JIMINEZ v. COMMISSIONER OF SOCIAL SECURITY

CourtDistrict Court, D. New Jersey
DecidedAugust 28, 2020
Docket2:19-cv-12662
StatusUnknown

This text of JIMINEZ v. COMMISSIONER OF SOCIAL SECURITY (JIMINEZ v. COMMISSIONER OF SOCIAL SECURITY) is published on Counsel Stack Legal Research, covering District Court, D. New Jersey primary law. Counsel Stack provides free access to over 12 million legal documents including statutes, case law, regulations, and constitutions.

Bluebook
JIMINEZ v. COMMISSIONER OF SOCIAL SECURITY, (D.N.J. 2020).

Opinion

NOT FOR PUBLICATION

UNITED STATES DISTRICT COURT DISTRICT OF NEW JERSEY

: ITRIAN JIMINEZ, : Civil Action No. 19-12662 (SRC) : Plaintiff, : : OPINION v. : : COMMISSIONER OF : SOCIAL SECURITY, : Defendant. : : :

CHESLER, District Judge This matter comes before the Court on the appeal by Plaintiff Itrian Jiminez (“Plaintiff”) of the final decision of the Commissioner of Social Security (“Commissioner”) determining that she was not disabled under the Social Security Act (the “Act”).

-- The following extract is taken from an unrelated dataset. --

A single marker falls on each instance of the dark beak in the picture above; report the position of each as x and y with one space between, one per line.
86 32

This Court exercises jurisdiction pursuant to 42 U.S.C. § 405(g) and, having considered the submissions of the parties without oral argument, pursuant to L. CIV. R. 9.1(b), finds that the Commissioner’s decision will be vacated and remanded. In brief, this appeal arises from Plaintiff’s application for disability and supplemental security income benefits, alleging disability beginning November 30, 2014. A hearing was held before ALJ Sharon Allard (the “ALJ”) on November 29, 2017, and the ALJ issued an unfavorable decision on April 26, 2018. Plaintiff sought review of the decision from the Appeals Council. After the Appeals Council denied Plaintiff’s request for review, the ALJ’s decision became the Commissioner’s final decision, and Plaintiff filed this appeal.

1 In the decision of April 26, 2018, the ALJ found that, at step three, Plaintiff did not meet or equal any of the Listings. At step four, the ALJ found that Plaintiff retained the residual functional capacity to perform work at all exertional levels, with certain limitations, in particular a limitation to simple and routine tasks. At step four, the ALJ also found Plaintiff did not retain

the residual functional capacity to perform her past relevant work. At step five, the ALJ determined, based on the testimony of a vocational expert, that there are jobs existing in significant numbers in the national economy which the claimant can perform, consistent with her medical impairments, age, education, past work experience, and residual functional capacity. The ALJ concluded that Plaintiff had not been disabled within the meaning of the Act. On appeal, Plaintiff argues that the Commissioner’s decision should be reversed and the case remanded on a number of grounds, but the Court need reach only the argument that succeeds: at step four, the ALJ improperly rejected the opinion of Plaintiff’s treating physician, Dr. Marks. At step four, the ALJ rejected Dr. Marks’ opinions at two points in the written decision.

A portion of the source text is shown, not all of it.